The treatment is designed for patients who may need greater input than outpatient CBT-E can provide, but whose condition is not sufficiently severe to warrant hospitalisation. This form of treatment uses all of the procedures and strategies of outpatient CBT-E, but also includes several features developed specifically for this new approach.

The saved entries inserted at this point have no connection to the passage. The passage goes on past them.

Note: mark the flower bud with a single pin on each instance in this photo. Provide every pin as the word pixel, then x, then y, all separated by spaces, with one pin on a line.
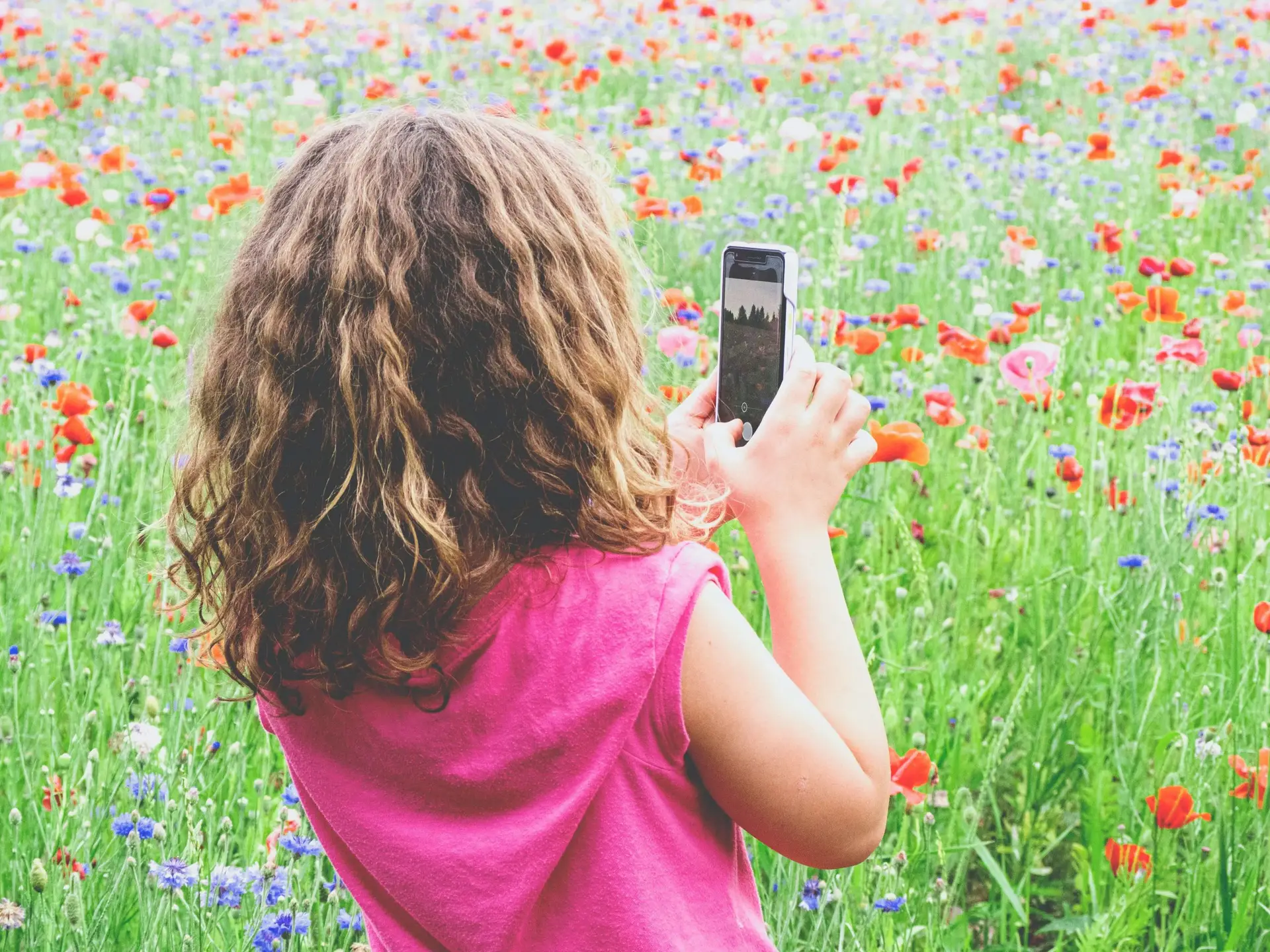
pixel 38 875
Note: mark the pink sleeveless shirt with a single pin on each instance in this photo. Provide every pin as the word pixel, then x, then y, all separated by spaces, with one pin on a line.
pixel 549 805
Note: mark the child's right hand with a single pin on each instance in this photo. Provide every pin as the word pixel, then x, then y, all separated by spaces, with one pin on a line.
pixel 792 474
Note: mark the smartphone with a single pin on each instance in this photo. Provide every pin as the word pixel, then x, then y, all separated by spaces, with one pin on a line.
pixel 756 331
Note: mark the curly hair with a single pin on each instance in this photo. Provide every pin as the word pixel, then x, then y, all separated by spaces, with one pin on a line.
pixel 426 367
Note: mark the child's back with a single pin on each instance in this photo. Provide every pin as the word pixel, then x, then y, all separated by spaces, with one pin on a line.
pixel 548 805
pixel 443 537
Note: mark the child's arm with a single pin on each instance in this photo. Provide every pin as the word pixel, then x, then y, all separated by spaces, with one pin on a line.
pixel 792 743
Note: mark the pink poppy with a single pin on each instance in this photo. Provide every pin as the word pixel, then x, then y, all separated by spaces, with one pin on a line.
pixel 1189 349
pixel 677 342
pixel 1027 367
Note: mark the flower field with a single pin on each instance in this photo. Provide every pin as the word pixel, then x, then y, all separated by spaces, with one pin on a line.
pixel 1038 235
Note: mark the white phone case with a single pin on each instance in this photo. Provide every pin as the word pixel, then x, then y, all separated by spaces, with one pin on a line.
pixel 790 257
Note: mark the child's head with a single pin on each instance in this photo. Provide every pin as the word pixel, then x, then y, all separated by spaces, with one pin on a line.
pixel 426 366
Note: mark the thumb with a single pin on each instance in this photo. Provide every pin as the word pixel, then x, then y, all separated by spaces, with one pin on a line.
pixel 720 444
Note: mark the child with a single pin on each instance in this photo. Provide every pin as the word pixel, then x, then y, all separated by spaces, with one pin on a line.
pixel 443 539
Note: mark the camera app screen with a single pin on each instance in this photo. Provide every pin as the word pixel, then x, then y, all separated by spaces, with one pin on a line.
pixel 751 337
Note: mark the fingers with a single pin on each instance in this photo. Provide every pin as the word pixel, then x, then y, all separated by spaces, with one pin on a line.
pixel 799 381
pixel 720 442
pixel 860 451
pixel 832 390
pixel 700 404
pixel 854 413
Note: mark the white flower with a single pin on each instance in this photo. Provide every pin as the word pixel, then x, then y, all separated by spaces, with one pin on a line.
pixel 87 229
pixel 142 738
pixel 795 128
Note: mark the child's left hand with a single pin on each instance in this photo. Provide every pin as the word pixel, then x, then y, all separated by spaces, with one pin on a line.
pixel 686 426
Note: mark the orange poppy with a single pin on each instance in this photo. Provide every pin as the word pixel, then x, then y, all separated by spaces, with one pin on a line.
pixel 1127 856
pixel 900 441
pixel 237 190
pixel 863 340
pixel 9 187
pixel 1127 404
pixel 1162 305
pixel 73 399
pixel 962 344
pixel 1173 808
pixel 940 407
pixel 1254 781
pixel 912 770
pixel 1100 147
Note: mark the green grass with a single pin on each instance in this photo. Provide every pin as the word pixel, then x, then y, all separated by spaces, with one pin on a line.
pixel 1050 713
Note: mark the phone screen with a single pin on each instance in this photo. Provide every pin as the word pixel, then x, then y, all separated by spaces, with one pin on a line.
pixel 751 334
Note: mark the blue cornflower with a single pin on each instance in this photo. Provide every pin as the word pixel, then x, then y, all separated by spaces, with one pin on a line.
pixel 810 900
pixel 1210 510
pixel 300 846
pixel 70 564
pixel 175 873
pixel 277 890
pixel 225 887
pixel 48 375
pixel 144 786
pixel 890 903
pixel 111 634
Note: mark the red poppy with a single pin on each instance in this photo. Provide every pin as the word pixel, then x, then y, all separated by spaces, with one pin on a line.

Intensive treatment lasts for a maximum of 12 weeks, but may be shorter if patients successfully make progress in the areas in which they were struggling with outpatient CBT-E (e.g. lack of progress in weight regain; reducing binge eating; regular meals). The treatment can be flexibly adapted to both the clinical needs of the patient and the logistical characteristics of the clinical service that delivers the treatment. However, the optimal treatment in our view should include the following procedures on weekdays: (i) supervised daily meals; (ii) individual CBT-E twice weekly; (iii) sessions with a CBT-E trained dietitian to plan and review weekend meals; and (iv) regular reviews with a CBT-E trained physician. Towards the end of intensive treatment, patients who have responded well are gradually encouraged to eat meals outside the unit, thereby allowing the treatment to evolve into conventional outpatient CBT-E.

Inpatient CBT-E

Inpatient CBT-E is designed to ensure a unified, rather than varied, approach to the patient’s treatment. The program maintains all the main strategies and procedures of CBT-E, which are delivered in both individual sessions and in a group format, but with three main features that distinguish it from the outpatient-based version. First, the treatment is delivered by a non-eclectic multidisciplinary team, comprising physicians, psychologists, dieticians, and nurses, all fully trained in CBT-E. Second, assistance with eating is provided in the first weeks of treatment to help patients overcome their difficulties in real time. Third, the adolescent patients continue their course of study during the hospitalisation. Inpatient CBT-E also includes additional elements designed to reduce the high rate of relapse that typically follows discharge from hospital. For instance, the inpatient unit should be open, and patients are free to go outside. In this way, they continue to be exposed to the types of environmental stimuli that tend to provoke their eating disorder psychopathology, but with full access to staff support. Furthermore, during the weeks immediately preceding discharge, a concerted effort is made to identify likely environmental setback triggers, which are then addressed during the individual CBT-E sessions. Moreover, towards the end of treatment, parents are helped to create a positive, stress-free home environment in readiness for the patient’s return.

Further Reading:

Dalle Grave, R. (2019). Cognitive-behavioral therapy in adolescent eating disorders. In J. Hebebrand & B. Herpertz-Dahlmann (Eds.), Eating disorders and obesity in children and adolescents (pp. 111-116). Philadelphia: Elsevier.

Dalle Grave, R., El Ghoch, M., Sartirana, M., & Calugi, S. (2016). Cognitive Behavioral Therapy for Anorexia Nervosa: An Update. Current Psychiatry Reports, 18(1), 2. doi:10.1007/s11920-015-0643-4.

Dalle Grave, R. (2013). Multistep cognitive behavioral therapy for eating disorders: Theory, practice, and clinical cases. New York: Jason Aronson.

Fairburn, C. G. Cognitive Behavior Therapy and Eating Disorders. New York: Guilford Press, 2008.